Let $x,y,z>0$ and $n\in\mathbb{N}$, prove that: $$x^n(x-y)(x-z)+y^n(y-x)(y-z)+z^n(z-x)(z-y)>0$$
Some idea? I have tried to develop the multiplication and certain assumptions buy I can't see it clearly. Note that this is not true if $x=y=z$ or $x=y=z=0$.
On
It's wrong. Try $n=3$, $x=-1$ and $y=z=1$.
For positives variables it's true.
Indeed, let $x\geq y\geq z$.
Thus, $$\sum_{cyc}x^n(x-y)(x-y)\geq$$ $$\geq x^n(x-y)(x-z)+y^n(y-x)(y-z)=(x-y)(x^n(x-z)-y^n(y-z))\geq0$$ because $x^n\geq y^n$ and $x-z\geq y-z.$
By the same way we can prove the following inequality.
Let $x$, $y$ and $z$ be positive numbers and $t$ be a real number. Prove that: $$x^t(x-y)(x-z)+y^t(y-x)(y-z)+z^t(z-x)(z-y)\geq0.$$
On
Well. It's NOT true.

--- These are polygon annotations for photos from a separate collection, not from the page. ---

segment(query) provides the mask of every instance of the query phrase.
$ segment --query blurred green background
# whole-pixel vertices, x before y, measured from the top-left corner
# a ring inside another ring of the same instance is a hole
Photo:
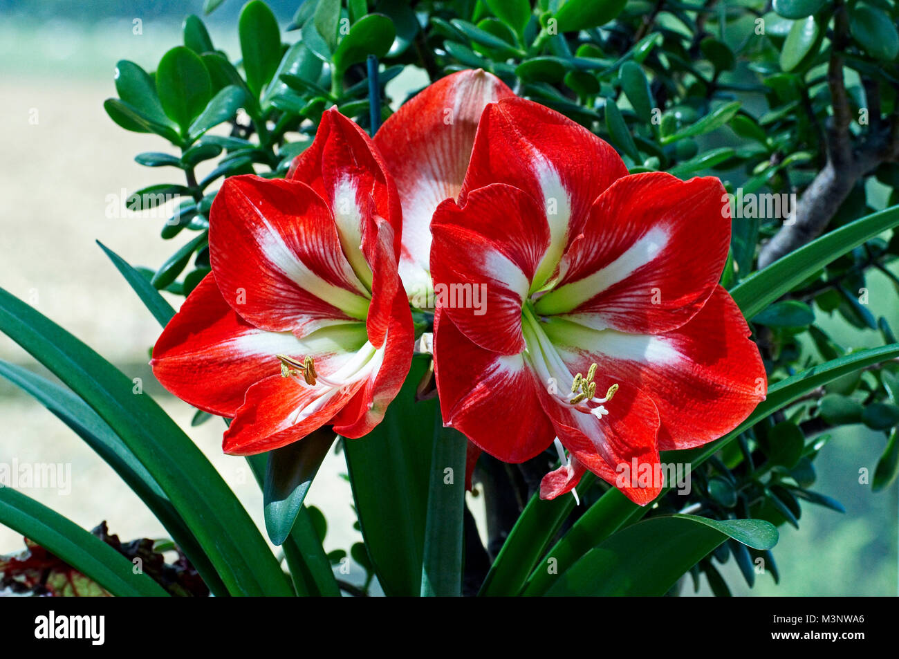
[[[282,26],[298,4],[268,1]],[[237,50],[241,5],[240,0],[225,0],[207,19],[214,42],[230,53]],[[0,194],[7,201],[0,210],[0,286],[20,297],[38,291],[43,313],[148,383],[147,349],[157,330],[93,241],[102,238],[131,263],[152,266],[171,252],[152,221],[103,215],[108,194],[159,182],[131,158],[139,151],[164,150],[165,145],[151,136],[125,133],[108,119],[102,103],[113,94],[117,60],[132,59],[152,70],[162,54],[180,42],[184,15],[201,14],[201,9],[202,0],[0,0],[0,143],[4,151]],[[33,108],[40,112],[37,125],[27,121]],[[899,326],[899,295],[892,283],[875,273],[868,288],[872,313]],[[876,333],[838,319],[822,315],[818,323],[842,344],[879,343]],[[0,337],[0,358],[32,363],[5,337]],[[160,394],[166,410],[189,425],[192,412],[187,405],[151,384],[147,390]],[[258,490],[247,483],[241,467],[221,455],[221,429],[212,425],[187,430],[256,517]],[[123,538],[160,532],[158,523],[99,459],[40,405],[4,382],[0,382],[0,461],[15,455],[76,466],[72,496],[61,501],[46,493],[36,495],[39,500],[88,528],[108,519]],[[749,589],[731,559],[722,573],[734,594],[899,592],[899,488],[894,483],[872,494],[869,485],[859,484],[859,469],[873,473],[886,441],[883,433],[861,426],[834,433],[814,463],[818,480],[814,489],[841,501],[846,514],[804,504],[799,530],[781,528],[774,549],[780,584],[764,574]],[[340,457],[332,458],[309,499],[328,518],[329,550],[358,539],[352,529],[349,488],[339,476],[343,465]],[[0,554],[20,548],[14,533],[0,529]],[[683,594],[692,592],[688,586]],[[705,583],[699,594],[709,594]]]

If $x = y = z > 0$ then $x^n(x-y)(x-z) + y^n(y-x)(y-z) + z^n(z-x)(z-y) = 0$.
So you can not prove it.
But maybe we can prove it is we stipulate that at least two of the terms are distinct.
Note that we can label the three variables whatever we want and by symmetry we might as well, and we can assume without loss of generality that $0 < x \le y \le z$. (we can just relabel the variables so that is true.)
Case 1: $x=y < z$
Then $x^n(x-z)(x-y) + y^n(y-z)(y-x) + z^n(z-y)(z-x) = 0+0 + z^n(z-y)^2 > 0$ as $(z-y)^2 > 0, z^n > 0$.
Case 2: $x < y=z$
Then $x^n(x-y)(x-z) + y^n(y-z)(y-x) + z^n(z-x)(z-y) = x^n(x-y)^2 + 0 + 0> 0$ as $x^n, (x-y)^2 > 0$.
Case 3: $x < y < z$.
Then $x^n(x-y)(x-z) > 0$ and $y^n(y-z)(y-x) < 0$ and $z^n(z-x)(z-y) > 0$.
So we need to prove that $x^n(y-x)(z-x) + z^n(z-x)(z-y) > y^n(z-y)(y-x)$. (Note: all terms are positive.)
That will be true if and only if $\frac {x^n}{z-y} + \frac {z^2}{y-x} > \frac {y^n}{z-x}$
So it if we can prove: $\frac {x^n}{z-y} + \frac {z^2}{y-x} > \frac {y^n}{z-x}$ we will be done.
$z-y < z-x$ and $y-x < z-x$ so
$\frac {x^n}{z-y} + \frac {z^n}{y-x} >$
$ \frac {x^n}{z-x} + \frac{z^n}{z-x} > $
$\frac {z^n}{z-x} >$
$\frac {y^n}{z-x}$.
And that's it.
On
Hint:
Note that you have written down a slightly different version of Schur's inequality:
Equality holds iff $x=y=z$ or one of them is zero and the other two are equal.
A very simple proof of this inequality can also be found on the linked page.
Without loss of generality, assume $x\ge y\ge z\gt0$. Then, $$ \begin{align} \Delta &=x^n(x-y)(x-z)+y^n(y-x)(y-z)+z^n(z-x)(z-y)\\ &=\underbrace{\ (x-y)\ \vphantom{\left[y^n\right]}}_{x\ge y}\underbrace{\left[x^n(x-z)-y^n(y-z)\right]}_{\substack{x^n\ge y^n\ge0\quad x-z\ge y-z\ge0\\x^n(x-z)\ge y^n(y-z)}}+\underbrace{z^n(x-z)(y-z)\vphantom{\left[y^n\right]}}_{z^n\ge0\ \ x-z\ge0\ \ y-z\ge0}\\ &\ge0 \end{align} $$ If $x=y\gt z$, then $\Delta=z^n(y-z)^2\gt0$.
If $x\gt y=z$, then $\Delta=x^n(x-y)^2\gt0$.
Thus, $\Delta=0$ only if $x=y=z$.